In 1992, near the end of a very slow trip around the world, my fiancée (now wife) and I visited Iran for two weeks. I thought I’d share a few pictures and stories from that visit.
We entered Iran through the Taftan land crossing from Pakistan, having taken an all-night bus trip from Quetta. I don’t mean to criticize Pakistan by the description that follows – I am merely setting up our first impressions of Iran.
The bus trip was horrible. Imagine, if you will, a twelve hour trip in a school bus – famed for their comfortable seats and smooth suspension – on a road that was almost entirely washboard and potholes. We quite enjoyed Pakistan (it was safer then) but that bus trip was not one of our favorite bits.
After a careful baggage inspection at the border we entered Iran and then got on a bus to take us to Bam. And what a bus. Soft reclining seats, with only three seats across so that nobody felt too cramped, and a waiter who wandered the aisle handing out tea, grapes, and watermelon. Greyhound, you’ve got some catching up to do. And, after the previous night’s washboard we were inordinately excited by the wide, smooth asphalt – bliss.
And then, on to oasis town of Bam with its ancient mud citadel. This citadel has to be seen to be believed. I don’t know if the picture below captures its magic, but I thought it was wonderful. Apologies for the mediocre quality of the pictures – they were taken on a low-end film camera and then scanned from the negatives (and organized) twenty years later.
Unfortunately an earthquake in December 2003 destroyed much of Bam and the citadel and also killed more than 30,000 people.
Then we moved on to the 7th century city of Shiraz, gateway to the far older city of Persepolis.

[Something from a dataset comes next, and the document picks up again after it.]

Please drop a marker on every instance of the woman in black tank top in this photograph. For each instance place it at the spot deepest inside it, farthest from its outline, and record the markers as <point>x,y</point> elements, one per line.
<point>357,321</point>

In Shiraz we met Sharom and Abbas (pictured right, with me when I had longer hair) who showed us around the city, took us shopping, and introduced us to Iranian culture.
There were not a lot of other tourists in Iran which also meant there wasn’t much tourist industry which meant that when a couple of men said they wanted to show us around town they actually meant it – no pushy rug salesmen in this country.

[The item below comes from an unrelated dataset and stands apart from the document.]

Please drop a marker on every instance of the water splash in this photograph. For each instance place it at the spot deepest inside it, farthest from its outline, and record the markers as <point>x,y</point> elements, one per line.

From Shiraz we did a day trip to Persepolis – founded in the 6th century BC, destroyed by Alexander the Great less than two hundred years later, rediscovered in 1620, and excavated in the 20th century. According to my notes this relief sculpture depicts spring slaying winter:
and here we have a tomb in the hillside at the edge of Persepolis, clearly in a very dry part of the country:
One of the challenges of traveling is figuring out the quirks of the local public transit system. We got on the bus to return to Shiraz only to find that we were supposed to have purchased a ticket before getting on. But, no problem. A kind woman took pity on us and gave us a pair of tickets – one of the many times we have been rescued by the kindness of strangers.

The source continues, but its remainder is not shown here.